Follow these step-by-step instructions to perform Weighted Cross Punch Roll-up with proper form and technique.

  1. 1

    Lie on your back with your knees bent and feet flat on the floor, hip-width apart.

  2. 2

    Hold a single dumbbell or weight plate with both hands over your chest, arms extended.

  3. 3

    Engage your core and slowly roll your upper body off the floor, lifting your head, shoulders, and then upper back.

  4. 4

    As you roll up, twist your torso to one side and extend the weight across your body in a punching motion towards the opposite knee.

  5. 5

    Slowly reverse the motion, controlling your descent as you roll your spine back down to the starting position.

  6. 6

    Repeat the movement, twisting and punching towards the other side.

Secondary Muscles

While Weighted Cross Punch Roll-up primarily targets Abs, Obliques , this exercise also activates several secondary muscle groups during the movement. These supporting muscles include Hips, Shoulders . Engaging these secondary muscles helps stabilize your body throughout the exercise, improves overall coordination, and contributes to balanced muscle development.

Related Exercises

If you enjoyed Weighted Cross Punch Roll-up, you might also want to try these related exercises that target similar muscle groups.

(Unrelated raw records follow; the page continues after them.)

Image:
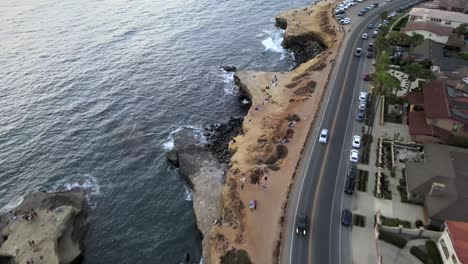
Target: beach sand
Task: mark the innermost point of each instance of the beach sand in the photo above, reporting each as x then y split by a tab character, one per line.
275	131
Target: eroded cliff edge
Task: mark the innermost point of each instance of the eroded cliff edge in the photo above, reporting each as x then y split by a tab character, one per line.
284	106
45	228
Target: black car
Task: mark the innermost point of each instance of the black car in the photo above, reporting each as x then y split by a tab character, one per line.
349	185
346	217
360	116
352	172
301	225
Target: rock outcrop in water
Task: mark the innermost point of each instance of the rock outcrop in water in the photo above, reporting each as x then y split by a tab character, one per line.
203	166
45	228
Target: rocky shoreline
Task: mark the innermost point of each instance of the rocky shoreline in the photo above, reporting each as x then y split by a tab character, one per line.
203	166
45	228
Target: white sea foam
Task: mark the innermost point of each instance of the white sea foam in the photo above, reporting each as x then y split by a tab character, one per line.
188	194
197	133
12	204
87	183
274	42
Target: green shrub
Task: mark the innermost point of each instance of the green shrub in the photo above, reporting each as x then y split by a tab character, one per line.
388	221
419	253
433	252
392	238
419	223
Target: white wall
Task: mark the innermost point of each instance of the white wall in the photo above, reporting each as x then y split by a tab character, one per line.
429	35
444	244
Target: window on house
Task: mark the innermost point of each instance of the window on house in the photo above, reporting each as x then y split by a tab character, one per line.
444	248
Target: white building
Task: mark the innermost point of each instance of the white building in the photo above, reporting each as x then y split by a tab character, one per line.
440	17
453	243
437	25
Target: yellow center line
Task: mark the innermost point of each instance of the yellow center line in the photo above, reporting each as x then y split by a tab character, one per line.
322	168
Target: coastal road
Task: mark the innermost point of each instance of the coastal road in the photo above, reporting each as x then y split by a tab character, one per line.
319	187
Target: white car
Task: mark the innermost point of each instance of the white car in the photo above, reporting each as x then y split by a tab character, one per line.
323	136
362	96
354	156
362	106
356	141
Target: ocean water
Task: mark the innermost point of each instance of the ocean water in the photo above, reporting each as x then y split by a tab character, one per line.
91	91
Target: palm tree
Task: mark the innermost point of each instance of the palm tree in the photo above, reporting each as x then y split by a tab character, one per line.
415	40
462	30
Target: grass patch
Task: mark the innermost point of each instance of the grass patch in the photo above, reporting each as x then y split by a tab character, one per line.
363	177
433	252
366	144
420	254
395	222
385	192
400	23
392	238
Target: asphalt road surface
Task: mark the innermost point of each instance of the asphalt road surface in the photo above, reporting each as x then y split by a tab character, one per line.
319	188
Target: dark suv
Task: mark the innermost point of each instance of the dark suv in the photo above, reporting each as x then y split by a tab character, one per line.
351	180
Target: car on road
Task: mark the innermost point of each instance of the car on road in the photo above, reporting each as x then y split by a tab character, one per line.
323	136
358	52
366	77
362	105
362	96
349	185
354	156
356	141
346	217
360	116
301	225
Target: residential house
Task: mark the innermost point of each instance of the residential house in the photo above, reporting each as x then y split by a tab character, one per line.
437	113
440	180
453	5
453	243
437	25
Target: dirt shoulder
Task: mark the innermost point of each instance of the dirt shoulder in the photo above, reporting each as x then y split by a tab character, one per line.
284	106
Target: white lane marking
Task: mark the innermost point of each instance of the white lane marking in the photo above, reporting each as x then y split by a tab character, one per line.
308	162
353	110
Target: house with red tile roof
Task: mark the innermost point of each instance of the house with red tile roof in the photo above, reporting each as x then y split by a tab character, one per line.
437	113
453	243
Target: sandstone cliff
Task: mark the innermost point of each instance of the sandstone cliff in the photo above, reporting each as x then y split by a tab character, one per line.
45	228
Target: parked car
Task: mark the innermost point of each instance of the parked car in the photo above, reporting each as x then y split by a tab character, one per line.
349	185
362	105
323	136
354	156
302	224
366	77
363	96
356	141
360	116
346	217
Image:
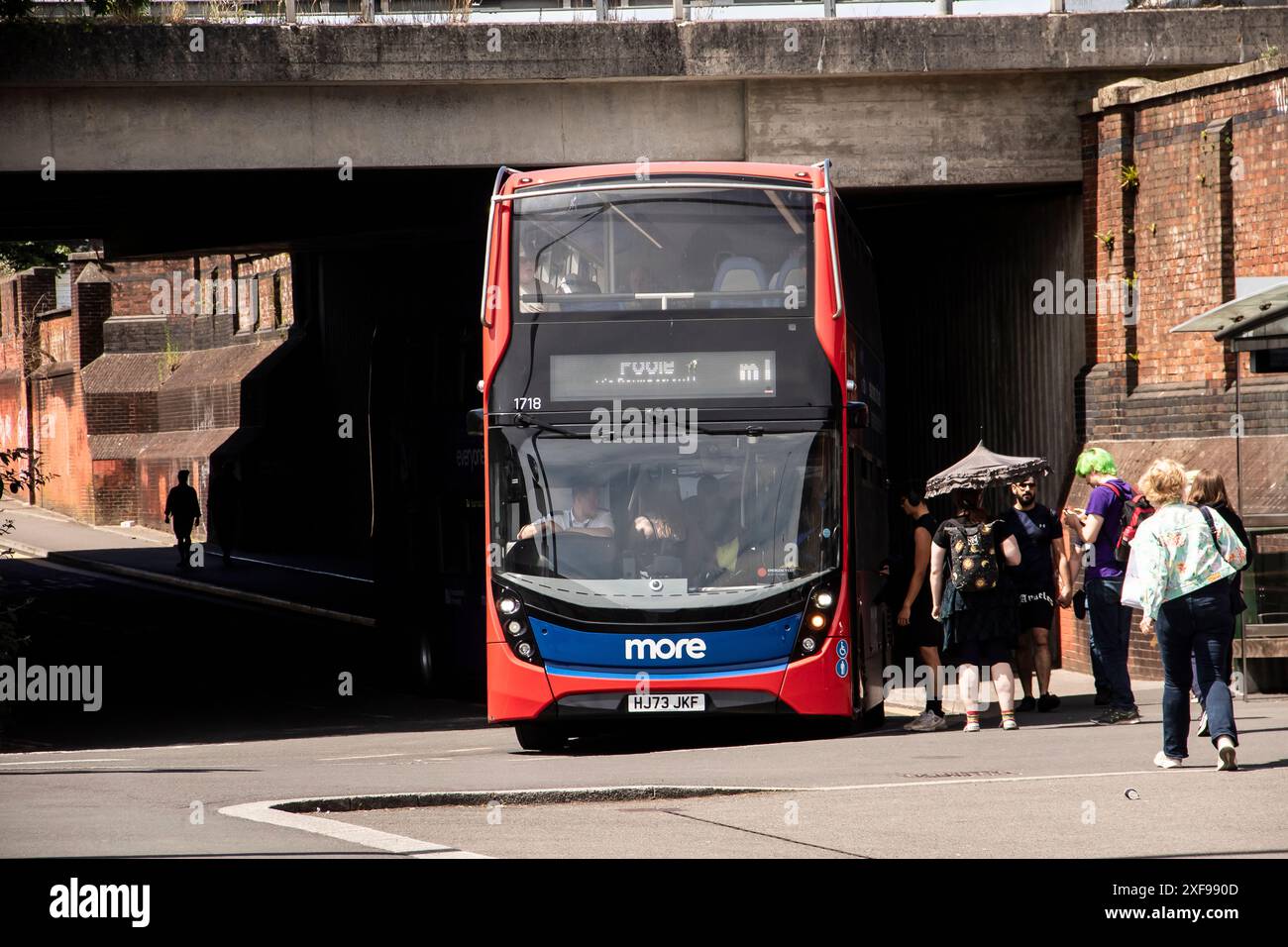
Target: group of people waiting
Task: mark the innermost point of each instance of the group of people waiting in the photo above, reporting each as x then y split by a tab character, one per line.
984	589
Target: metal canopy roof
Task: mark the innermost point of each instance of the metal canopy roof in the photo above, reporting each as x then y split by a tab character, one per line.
1241	315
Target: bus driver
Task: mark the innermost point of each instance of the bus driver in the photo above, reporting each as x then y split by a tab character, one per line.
585	517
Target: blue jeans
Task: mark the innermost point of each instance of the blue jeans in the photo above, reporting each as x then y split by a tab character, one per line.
1198	625
1111	630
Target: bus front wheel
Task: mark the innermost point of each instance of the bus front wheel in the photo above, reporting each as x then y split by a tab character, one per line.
539	736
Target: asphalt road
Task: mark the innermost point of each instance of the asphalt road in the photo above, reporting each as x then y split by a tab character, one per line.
156	776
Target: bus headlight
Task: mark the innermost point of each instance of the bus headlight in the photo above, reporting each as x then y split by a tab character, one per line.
819	611
515	626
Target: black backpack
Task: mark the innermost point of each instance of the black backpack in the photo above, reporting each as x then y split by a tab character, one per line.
974	557
1133	513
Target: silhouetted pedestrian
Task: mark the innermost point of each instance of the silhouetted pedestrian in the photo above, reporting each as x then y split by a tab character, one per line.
184	508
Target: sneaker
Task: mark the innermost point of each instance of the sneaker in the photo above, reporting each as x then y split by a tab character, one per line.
1115	716
928	722
1225	761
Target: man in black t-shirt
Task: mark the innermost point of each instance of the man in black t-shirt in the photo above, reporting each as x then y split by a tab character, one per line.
1042	566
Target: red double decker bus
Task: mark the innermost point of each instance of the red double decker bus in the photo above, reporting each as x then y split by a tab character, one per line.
683	421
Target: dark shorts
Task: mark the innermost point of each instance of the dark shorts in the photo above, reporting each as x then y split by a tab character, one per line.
1035	609
986	652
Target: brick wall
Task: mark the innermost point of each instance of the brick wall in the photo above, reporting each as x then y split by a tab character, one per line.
1211	153
62	441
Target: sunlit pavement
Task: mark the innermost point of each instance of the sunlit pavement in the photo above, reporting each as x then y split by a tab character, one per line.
1057	788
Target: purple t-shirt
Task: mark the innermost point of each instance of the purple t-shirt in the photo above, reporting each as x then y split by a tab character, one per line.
1108	504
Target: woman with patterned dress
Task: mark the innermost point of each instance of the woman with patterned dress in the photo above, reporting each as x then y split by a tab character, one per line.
1185	558
977	604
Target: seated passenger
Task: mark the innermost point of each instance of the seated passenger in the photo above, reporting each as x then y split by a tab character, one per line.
657	508
585	517
715	540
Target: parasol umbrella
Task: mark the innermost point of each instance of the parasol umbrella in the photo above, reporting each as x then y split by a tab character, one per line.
980	468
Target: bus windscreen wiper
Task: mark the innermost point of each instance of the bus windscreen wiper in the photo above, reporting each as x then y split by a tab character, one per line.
528	421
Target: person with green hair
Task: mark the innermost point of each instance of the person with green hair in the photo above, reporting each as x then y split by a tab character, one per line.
1099	527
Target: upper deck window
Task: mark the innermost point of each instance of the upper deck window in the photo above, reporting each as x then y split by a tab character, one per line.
604	253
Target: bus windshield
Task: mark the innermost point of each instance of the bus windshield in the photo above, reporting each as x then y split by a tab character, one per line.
730	518
618	252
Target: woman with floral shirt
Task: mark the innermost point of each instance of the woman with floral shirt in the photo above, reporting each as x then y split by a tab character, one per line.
1184	566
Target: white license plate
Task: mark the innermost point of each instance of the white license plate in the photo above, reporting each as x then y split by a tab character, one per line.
653	702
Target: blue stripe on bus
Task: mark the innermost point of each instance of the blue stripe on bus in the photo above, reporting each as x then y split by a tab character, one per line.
702	651
653	676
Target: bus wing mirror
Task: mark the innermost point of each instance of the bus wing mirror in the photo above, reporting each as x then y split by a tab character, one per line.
857	412
475	421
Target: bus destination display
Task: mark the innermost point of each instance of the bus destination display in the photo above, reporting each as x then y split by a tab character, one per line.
662	375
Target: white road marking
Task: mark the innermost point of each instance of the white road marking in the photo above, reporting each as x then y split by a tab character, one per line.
344	831
987	779
62	763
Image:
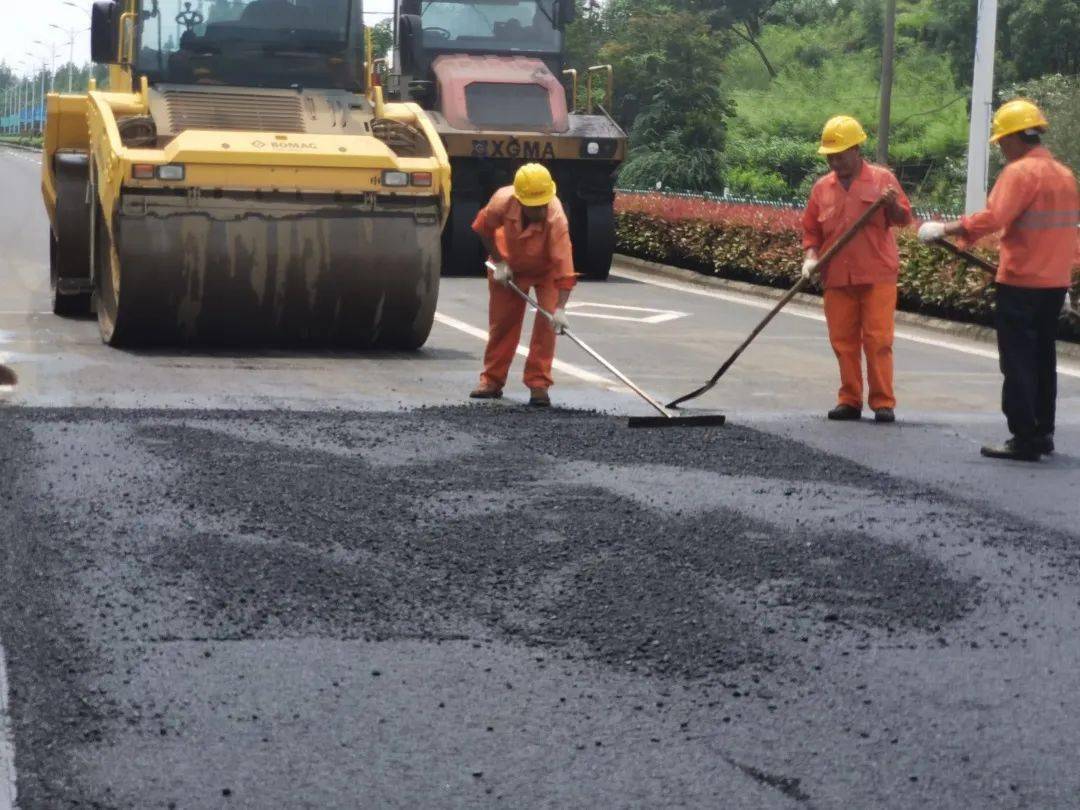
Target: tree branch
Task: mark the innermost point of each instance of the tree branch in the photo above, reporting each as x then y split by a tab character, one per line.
748	37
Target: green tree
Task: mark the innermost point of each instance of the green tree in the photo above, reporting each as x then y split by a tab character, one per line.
1060	98
1043	37
675	108
382	37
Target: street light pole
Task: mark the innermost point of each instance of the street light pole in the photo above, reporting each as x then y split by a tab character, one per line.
982	107
71	34
888	64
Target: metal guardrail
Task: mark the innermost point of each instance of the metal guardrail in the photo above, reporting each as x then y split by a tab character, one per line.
31	119
796	203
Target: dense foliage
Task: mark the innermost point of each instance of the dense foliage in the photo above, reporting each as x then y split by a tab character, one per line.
764	245
731	94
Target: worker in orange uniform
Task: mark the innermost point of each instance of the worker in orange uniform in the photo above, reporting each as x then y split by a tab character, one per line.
861	281
525	231
1036	205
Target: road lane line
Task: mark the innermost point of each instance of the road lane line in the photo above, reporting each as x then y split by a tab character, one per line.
7	743
1065	369
558	365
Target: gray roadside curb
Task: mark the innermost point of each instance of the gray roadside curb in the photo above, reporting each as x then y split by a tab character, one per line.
21	147
940	325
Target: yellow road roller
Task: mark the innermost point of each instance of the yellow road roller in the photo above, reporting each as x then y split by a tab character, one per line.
241	181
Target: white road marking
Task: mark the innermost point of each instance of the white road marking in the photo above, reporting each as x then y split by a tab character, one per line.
7	743
558	365
658	315
24	157
1066	369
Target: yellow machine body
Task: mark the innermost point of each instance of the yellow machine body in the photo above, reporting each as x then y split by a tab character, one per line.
210	213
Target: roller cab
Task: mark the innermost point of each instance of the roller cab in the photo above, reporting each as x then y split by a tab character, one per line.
243	181
490	75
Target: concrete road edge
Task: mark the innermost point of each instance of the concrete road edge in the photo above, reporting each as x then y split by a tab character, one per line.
952	328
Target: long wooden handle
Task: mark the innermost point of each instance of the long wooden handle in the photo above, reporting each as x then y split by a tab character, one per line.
968	256
838	245
592	352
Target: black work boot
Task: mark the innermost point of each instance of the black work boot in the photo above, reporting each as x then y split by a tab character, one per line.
1014	449
1045	444
886	416
845	414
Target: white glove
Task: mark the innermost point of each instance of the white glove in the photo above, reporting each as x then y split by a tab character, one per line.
559	321
501	273
1067	309
931	232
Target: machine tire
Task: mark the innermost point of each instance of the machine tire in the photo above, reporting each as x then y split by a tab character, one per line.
462	252
593	235
65	306
108	283
69	243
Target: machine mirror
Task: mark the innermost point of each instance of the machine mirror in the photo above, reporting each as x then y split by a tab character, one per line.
412	41
567	11
104	32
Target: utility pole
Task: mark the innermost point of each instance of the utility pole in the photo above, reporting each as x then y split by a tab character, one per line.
888	67
982	106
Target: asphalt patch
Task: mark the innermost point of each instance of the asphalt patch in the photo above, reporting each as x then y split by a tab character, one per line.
430	525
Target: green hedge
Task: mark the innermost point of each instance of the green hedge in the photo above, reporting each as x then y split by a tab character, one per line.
31	140
931	281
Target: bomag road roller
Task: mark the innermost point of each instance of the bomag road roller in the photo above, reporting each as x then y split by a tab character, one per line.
242	181
489	73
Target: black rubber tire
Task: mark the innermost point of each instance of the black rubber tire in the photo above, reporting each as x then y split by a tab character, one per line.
66	306
69	243
108	283
592	230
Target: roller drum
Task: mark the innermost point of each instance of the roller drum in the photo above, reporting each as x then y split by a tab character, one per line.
274	270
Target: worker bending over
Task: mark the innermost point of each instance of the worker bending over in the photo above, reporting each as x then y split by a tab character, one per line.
1035	203
861	281
525	231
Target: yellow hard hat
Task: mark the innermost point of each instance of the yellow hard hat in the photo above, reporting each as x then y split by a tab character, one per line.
534	186
1017	116
840	134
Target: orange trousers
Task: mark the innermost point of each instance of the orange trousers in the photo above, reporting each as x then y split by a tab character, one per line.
505	314
862	320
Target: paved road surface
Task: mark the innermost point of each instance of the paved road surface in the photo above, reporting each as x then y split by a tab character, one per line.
319	580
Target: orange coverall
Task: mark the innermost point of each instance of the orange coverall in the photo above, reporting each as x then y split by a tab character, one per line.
1035	202
861	282
541	258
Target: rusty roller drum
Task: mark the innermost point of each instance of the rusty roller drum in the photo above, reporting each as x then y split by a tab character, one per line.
270	269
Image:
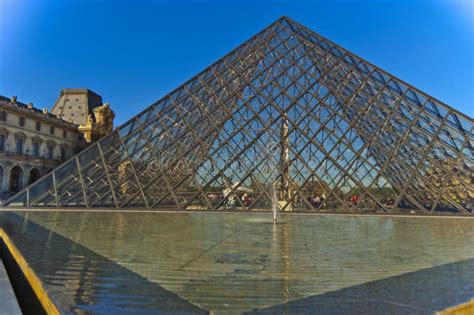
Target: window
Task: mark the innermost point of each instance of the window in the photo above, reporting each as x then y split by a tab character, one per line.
50	151
63	153
2	142
36	146
19	145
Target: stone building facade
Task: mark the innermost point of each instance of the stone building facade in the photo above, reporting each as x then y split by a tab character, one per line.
34	141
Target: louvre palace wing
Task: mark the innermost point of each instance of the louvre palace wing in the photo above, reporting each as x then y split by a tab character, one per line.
288	119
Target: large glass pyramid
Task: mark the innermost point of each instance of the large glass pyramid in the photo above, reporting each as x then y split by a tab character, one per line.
289	120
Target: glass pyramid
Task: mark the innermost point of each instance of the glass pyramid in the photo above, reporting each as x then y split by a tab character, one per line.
287	119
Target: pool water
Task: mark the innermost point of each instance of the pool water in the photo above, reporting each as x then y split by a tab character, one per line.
159	262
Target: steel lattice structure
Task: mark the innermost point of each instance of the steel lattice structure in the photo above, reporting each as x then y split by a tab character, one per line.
288	116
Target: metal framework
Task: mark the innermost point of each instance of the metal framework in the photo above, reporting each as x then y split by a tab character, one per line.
287	118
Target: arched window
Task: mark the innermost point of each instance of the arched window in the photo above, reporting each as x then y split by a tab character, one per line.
33	176
16	174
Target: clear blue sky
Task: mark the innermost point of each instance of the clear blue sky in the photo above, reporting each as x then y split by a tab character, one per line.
135	52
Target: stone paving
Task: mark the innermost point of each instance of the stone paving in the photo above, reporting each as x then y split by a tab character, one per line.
241	262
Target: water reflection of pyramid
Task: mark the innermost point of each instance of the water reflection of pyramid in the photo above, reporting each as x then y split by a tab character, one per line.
288	116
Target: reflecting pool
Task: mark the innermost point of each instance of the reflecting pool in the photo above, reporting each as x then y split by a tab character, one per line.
139	262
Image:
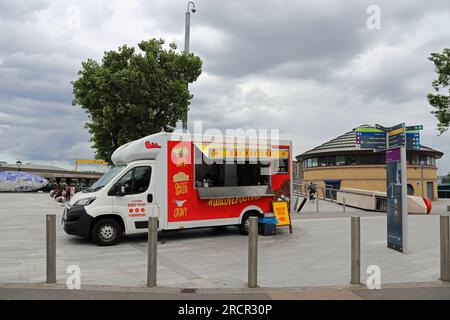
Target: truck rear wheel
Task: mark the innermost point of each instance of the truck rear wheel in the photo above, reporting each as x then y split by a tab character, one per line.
245	223
107	232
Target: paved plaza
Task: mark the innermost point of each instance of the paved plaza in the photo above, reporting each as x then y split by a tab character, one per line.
316	254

These exercises work the same primary muscles as Weighted Cross Punch Roll-up, making them excellent alternatives for variety in your training program or complementary movements to include in the same workout session. Mixing different exercises that target similar muscle groups helps prevent plateaus, reduces overuse injuries, and keeps your workouts engaging and effective.